The workarounds, briefly
Three official answers. None of them is a complete fix.
- Central Package Management (
Directory.Packages.props) pins every direct package version repo-wide. Doesn't pin transitives unless you also enable CentralPackageTransitivePinningEnabled.
packages.lock.json is the real lockfile. It works, it's opt-in, and adoption is roughly homeopathic. Of the .NET monorepos I've audited, fewer than one in ten ship one.- Transitive pinning is the closest to a fix and a meaningful blast radius the first time you flip it on a mature repo. Worth the pain.
Use all three or accept that you're flying blind.
npm gets resolution right
npm allows two versions of the same package to coexist by nesting them under whichever consumer needs which version. The diamond problem doesn't exist. package-lock.json is on by default, locks every transitive version, and npm ci will refuse to install anything that disagrees.
This is the model .NET wishes it had.
And then you read the CVEs
The cost is a supply chain that is the most-attacked in software. A fresh React + Vite project pulls down hundreds of packages, most maintained by one person on the side, a meaningful share without 2FA on their npm account. event-stream, ua-parser-js, colors/faker, every couple of months a new one. postinstall scripts, typo-squats, compromised maintainer credentials.
NuGet has been quieter: signed packages, no install-time script execution, fewer-but-larger maintainers.
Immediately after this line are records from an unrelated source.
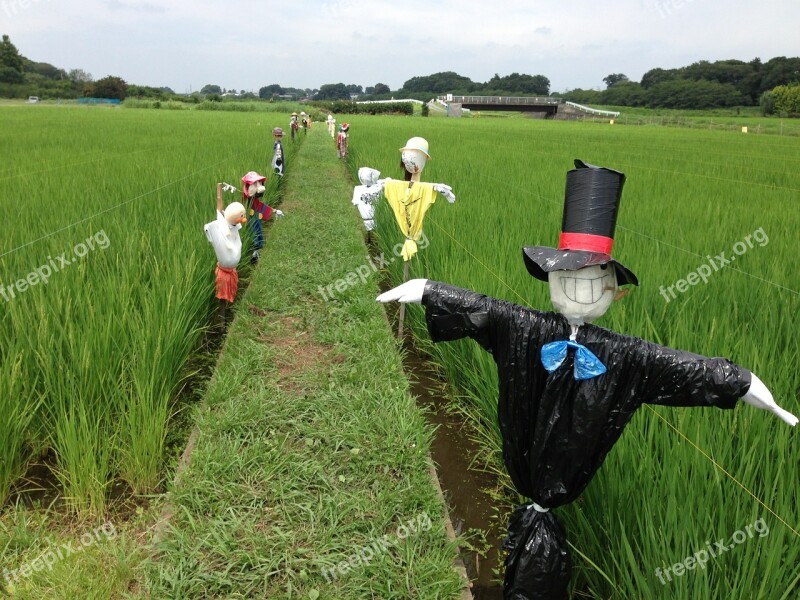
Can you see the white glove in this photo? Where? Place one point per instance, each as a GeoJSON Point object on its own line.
{"type": "Point", "coordinates": [759, 396]}
{"type": "Point", "coordinates": [409, 292]}
{"type": "Point", "coordinates": [446, 191]}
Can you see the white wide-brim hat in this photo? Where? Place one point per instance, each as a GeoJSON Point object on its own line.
{"type": "Point", "coordinates": [417, 143]}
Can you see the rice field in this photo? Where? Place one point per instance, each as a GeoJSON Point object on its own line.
{"type": "Point", "coordinates": [107, 284]}
{"type": "Point", "coordinates": [679, 479]}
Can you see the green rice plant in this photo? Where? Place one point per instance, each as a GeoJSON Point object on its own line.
{"type": "Point", "coordinates": [95, 354]}
{"type": "Point", "coordinates": [17, 411]}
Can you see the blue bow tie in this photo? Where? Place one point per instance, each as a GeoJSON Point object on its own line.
{"type": "Point", "coordinates": [587, 365]}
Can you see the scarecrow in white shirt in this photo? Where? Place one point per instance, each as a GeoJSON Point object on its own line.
{"type": "Point", "coordinates": [223, 233]}
{"type": "Point", "coordinates": [561, 411]}
{"type": "Point", "coordinates": [278, 156]}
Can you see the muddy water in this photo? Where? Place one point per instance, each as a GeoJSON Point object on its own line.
{"type": "Point", "coordinates": [470, 506]}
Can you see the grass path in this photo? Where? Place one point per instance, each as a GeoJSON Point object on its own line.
{"type": "Point", "coordinates": [310, 474]}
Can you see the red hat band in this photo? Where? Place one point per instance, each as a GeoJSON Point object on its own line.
{"type": "Point", "coordinates": [586, 242]}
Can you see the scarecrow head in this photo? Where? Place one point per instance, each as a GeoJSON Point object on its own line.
{"type": "Point", "coordinates": [583, 277]}
{"type": "Point", "coordinates": [235, 214]}
{"type": "Point", "coordinates": [414, 155]}
{"type": "Point", "coordinates": [253, 185]}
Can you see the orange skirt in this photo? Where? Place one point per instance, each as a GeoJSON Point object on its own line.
{"type": "Point", "coordinates": [227, 283]}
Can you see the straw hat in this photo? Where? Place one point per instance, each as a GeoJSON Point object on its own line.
{"type": "Point", "coordinates": [417, 143]}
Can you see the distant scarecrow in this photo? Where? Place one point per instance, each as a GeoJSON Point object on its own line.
{"type": "Point", "coordinates": [568, 388]}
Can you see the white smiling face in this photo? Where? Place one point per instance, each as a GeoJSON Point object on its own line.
{"type": "Point", "coordinates": [584, 295]}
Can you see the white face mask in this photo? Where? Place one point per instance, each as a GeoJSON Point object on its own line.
{"type": "Point", "coordinates": [583, 295]}
{"type": "Point", "coordinates": [413, 160]}
{"type": "Point", "coordinates": [255, 189]}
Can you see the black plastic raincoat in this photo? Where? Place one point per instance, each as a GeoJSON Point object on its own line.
{"type": "Point", "coordinates": [556, 430]}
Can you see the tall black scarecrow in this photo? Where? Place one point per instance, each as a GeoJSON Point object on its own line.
{"type": "Point", "coordinates": [560, 412]}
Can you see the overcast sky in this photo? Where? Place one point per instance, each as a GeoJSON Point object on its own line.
{"type": "Point", "coordinates": [246, 44]}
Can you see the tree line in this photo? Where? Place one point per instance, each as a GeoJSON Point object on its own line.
{"type": "Point", "coordinates": [704, 84]}
{"type": "Point", "coordinates": [774, 84]}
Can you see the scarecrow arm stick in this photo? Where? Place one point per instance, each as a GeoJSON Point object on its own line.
{"type": "Point", "coordinates": [760, 397]}
{"type": "Point", "coordinates": [402, 316]}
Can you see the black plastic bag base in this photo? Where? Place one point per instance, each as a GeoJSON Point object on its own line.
{"type": "Point", "coordinates": [538, 566]}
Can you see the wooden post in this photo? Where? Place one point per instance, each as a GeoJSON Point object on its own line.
{"type": "Point", "coordinates": [222, 303]}
{"type": "Point", "coordinates": [402, 316]}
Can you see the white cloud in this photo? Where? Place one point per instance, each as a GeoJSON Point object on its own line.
{"type": "Point", "coordinates": [245, 44]}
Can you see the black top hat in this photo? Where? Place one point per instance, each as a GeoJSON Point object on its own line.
{"type": "Point", "coordinates": [591, 202]}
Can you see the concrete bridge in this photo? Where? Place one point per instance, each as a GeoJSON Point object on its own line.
{"type": "Point", "coordinates": [551, 107]}
{"type": "Point", "coordinates": [543, 104]}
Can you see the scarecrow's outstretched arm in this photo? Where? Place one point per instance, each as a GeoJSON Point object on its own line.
{"type": "Point", "coordinates": [446, 191]}
{"type": "Point", "coordinates": [759, 396]}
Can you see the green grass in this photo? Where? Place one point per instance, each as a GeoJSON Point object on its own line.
{"type": "Point", "coordinates": [689, 194]}
{"type": "Point", "coordinates": [95, 356]}
{"type": "Point", "coordinates": [311, 447]}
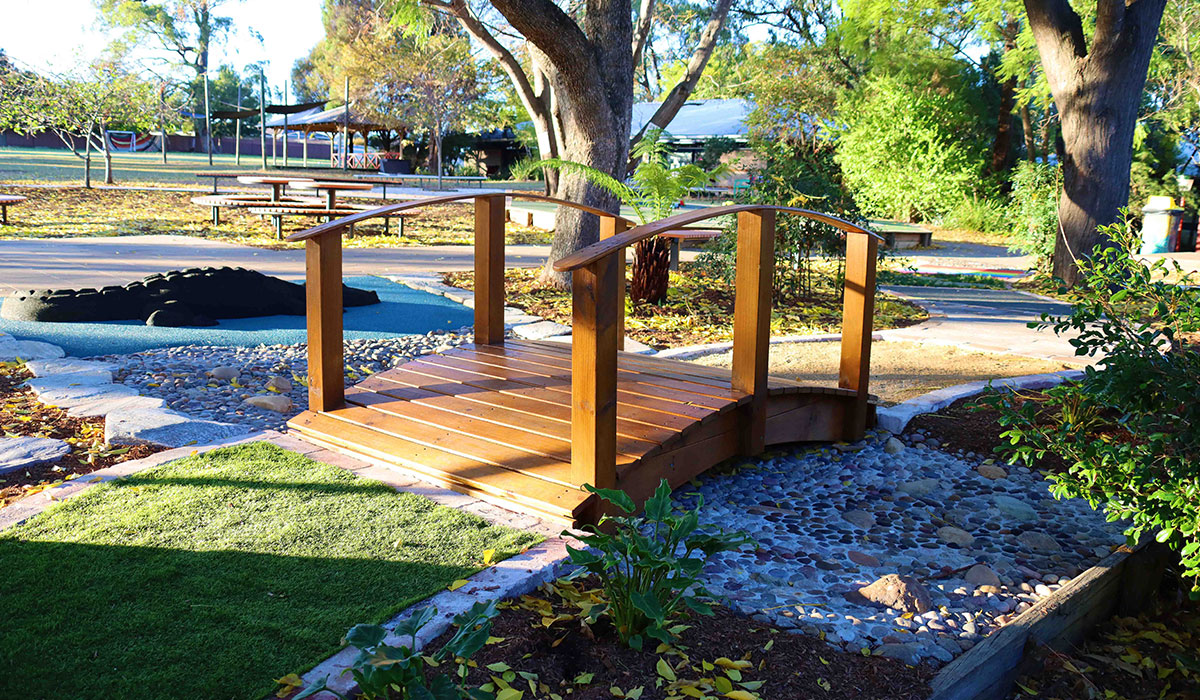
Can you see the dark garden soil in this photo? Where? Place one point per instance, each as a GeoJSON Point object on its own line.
{"type": "Point", "coordinates": [547, 651]}
{"type": "Point", "coordinates": [23, 416]}
{"type": "Point", "coordinates": [1156, 654]}
{"type": "Point", "coordinates": [970, 425]}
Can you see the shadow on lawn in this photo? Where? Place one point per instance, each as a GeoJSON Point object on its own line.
{"type": "Point", "coordinates": [107, 621]}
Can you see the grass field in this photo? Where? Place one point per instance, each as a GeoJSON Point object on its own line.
{"type": "Point", "coordinates": [210, 576]}
{"type": "Point", "coordinates": [45, 165]}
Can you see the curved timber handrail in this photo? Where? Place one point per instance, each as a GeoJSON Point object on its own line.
{"type": "Point", "coordinates": [388, 209]}
{"type": "Point", "coordinates": [598, 250]}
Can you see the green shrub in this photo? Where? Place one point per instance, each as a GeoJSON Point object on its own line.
{"type": "Point", "coordinates": [384, 671]}
{"type": "Point", "coordinates": [981, 214]}
{"type": "Point", "coordinates": [1035, 210]}
{"type": "Point", "coordinates": [1128, 429]}
{"type": "Point", "coordinates": [911, 150]}
{"type": "Point", "coordinates": [648, 564]}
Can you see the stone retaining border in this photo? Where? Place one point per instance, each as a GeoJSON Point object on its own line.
{"type": "Point", "coordinates": [895, 418]}
{"type": "Point", "coordinates": [1123, 582]}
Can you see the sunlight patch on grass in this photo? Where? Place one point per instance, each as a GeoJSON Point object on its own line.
{"type": "Point", "coordinates": [209, 576]}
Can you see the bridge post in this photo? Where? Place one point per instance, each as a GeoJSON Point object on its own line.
{"type": "Point", "coordinates": [323, 298]}
{"type": "Point", "coordinates": [611, 226]}
{"type": "Point", "coordinates": [751, 321]}
{"type": "Point", "coordinates": [490, 269]}
{"type": "Point", "coordinates": [594, 374]}
{"type": "Point", "coordinates": [857, 324]}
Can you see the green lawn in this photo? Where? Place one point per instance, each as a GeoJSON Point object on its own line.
{"type": "Point", "coordinates": [210, 576]}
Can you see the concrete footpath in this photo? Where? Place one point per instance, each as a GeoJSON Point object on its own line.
{"type": "Point", "coordinates": [96, 262]}
{"type": "Point", "coordinates": [988, 321]}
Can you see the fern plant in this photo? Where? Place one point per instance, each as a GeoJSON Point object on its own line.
{"type": "Point", "coordinates": [653, 192]}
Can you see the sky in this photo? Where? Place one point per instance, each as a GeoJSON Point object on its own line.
{"type": "Point", "coordinates": [55, 35]}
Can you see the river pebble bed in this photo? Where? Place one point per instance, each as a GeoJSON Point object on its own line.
{"type": "Point", "coordinates": [977, 542]}
{"type": "Point", "coordinates": [225, 383]}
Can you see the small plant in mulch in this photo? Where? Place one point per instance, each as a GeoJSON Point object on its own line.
{"type": "Point", "coordinates": [699, 307]}
{"type": "Point", "coordinates": [23, 416]}
{"type": "Point", "coordinates": [649, 566]}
Compromises happen but you can usually name them.
So the trade is:
- NuGet: small graph, signed packages, but resolution will quietly land you on the wrong version of something you don't know you depend on.
- npm: correct resolution, real lockfile, but you are one compromised utility package away from credentials in production.
There is no third option.
What I do
For .NET:
- CPM + transitive pinning +
packages.lock.json from day one.
dotnet list package --include-transitive --vulnerable in CI. Fail the build above moderate.- Treat any major bump of a coupled package family as a planned upgrade, not a Dependabot PR.
For npm:
npm ci only, never npm install in CI.- Exact pins in
package.json. No carets, no tildes.
npm audit on every PR; block high or critical.--ignore-scripts and overrides used liberally.- Watch maintainers of your most-depended-on packages. Sudden handoffs are an early warning, not a footnote.
None of this makes either ecosystem safe. It moves both from "actively dangerous" to "tractable with vigilance".
Closing
NuGet picks a version for you and doesn't tell you. npm tells you all of them and lets the attackers in.
Use both. Instrument both. Treat dependency management as the load-bearing engineering problem it is, not the chore you delegate. The cost of getting it right is real. The cost of getting it wrong is silent until it's production's.
Pick your poison. Pay attention to which one you swallowed.